The Sixth Circuit ruled on August 19, 2015 that decorative designs on cheerleading uniforms could be protected by copyright. This ruling seems unusual as clothing is generally a “useful item” that has typically been ineligible for copyright protection. The Sixth Circuit, though split 2-1, found that stripes, chevrons and other graphic elements on uniforms warranted copyright protection in favor of Varsity Brands Inc. Further, the Sixth Circuit’s majority states that the Varsity uniforms are “conceptually separable” from the clothing itself reasoning why the designs are eligible for copyright protection.

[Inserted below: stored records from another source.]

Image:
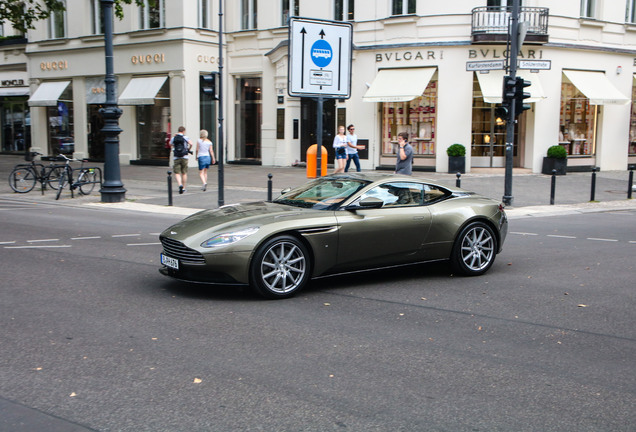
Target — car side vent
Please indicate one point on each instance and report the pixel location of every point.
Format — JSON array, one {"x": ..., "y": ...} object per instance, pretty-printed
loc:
[{"x": 176, "y": 249}]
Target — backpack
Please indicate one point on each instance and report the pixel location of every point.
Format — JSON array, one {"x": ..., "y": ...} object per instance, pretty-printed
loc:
[{"x": 179, "y": 143}]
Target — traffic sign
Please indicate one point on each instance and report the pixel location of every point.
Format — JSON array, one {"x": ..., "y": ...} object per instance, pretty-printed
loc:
[{"x": 319, "y": 58}]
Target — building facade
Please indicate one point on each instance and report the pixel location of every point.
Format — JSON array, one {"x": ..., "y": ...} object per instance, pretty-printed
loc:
[{"x": 433, "y": 70}]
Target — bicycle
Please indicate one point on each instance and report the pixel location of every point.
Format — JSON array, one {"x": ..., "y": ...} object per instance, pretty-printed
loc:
[
  {"x": 86, "y": 180},
  {"x": 23, "y": 177}
]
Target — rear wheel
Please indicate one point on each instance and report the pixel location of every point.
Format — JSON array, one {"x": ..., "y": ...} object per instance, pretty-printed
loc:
[
  {"x": 22, "y": 180},
  {"x": 280, "y": 267},
  {"x": 474, "y": 250}
]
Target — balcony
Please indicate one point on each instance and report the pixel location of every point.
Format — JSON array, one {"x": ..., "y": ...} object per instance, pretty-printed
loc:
[{"x": 490, "y": 24}]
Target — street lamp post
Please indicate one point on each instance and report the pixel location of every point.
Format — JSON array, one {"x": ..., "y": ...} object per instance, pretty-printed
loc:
[{"x": 112, "y": 188}]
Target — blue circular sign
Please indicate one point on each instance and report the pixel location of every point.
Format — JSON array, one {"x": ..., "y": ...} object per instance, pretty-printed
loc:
[{"x": 321, "y": 53}]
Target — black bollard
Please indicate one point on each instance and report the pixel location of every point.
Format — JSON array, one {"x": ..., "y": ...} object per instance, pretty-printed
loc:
[
  {"x": 553, "y": 187},
  {"x": 169, "y": 188},
  {"x": 593, "y": 191}
]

On September 16, 2015, Star Athletica LLC filed an en banc rehearing arguing that the Sixth Circuit’s decisions would have “immense practical implications” for the apparel industry. Dissenter, U.S. Circuit Judge David McKeague, rejected the majority’s claim stating “without stripes, braids, and chevrons, we are left with a blank white pleated skirt and crop top.” Regardless, on October 7, 2015, Star Athelica’s en banc hearing request was denied. On October 30, 2015, The Sixth Circuit agreed to a stay, allowing Star Athletica to appeal the decision to the U.S. Supreme Court.
The final ruling in this case from the Supreme Court level as this will potentially and significantly affect clothing and apparel designers.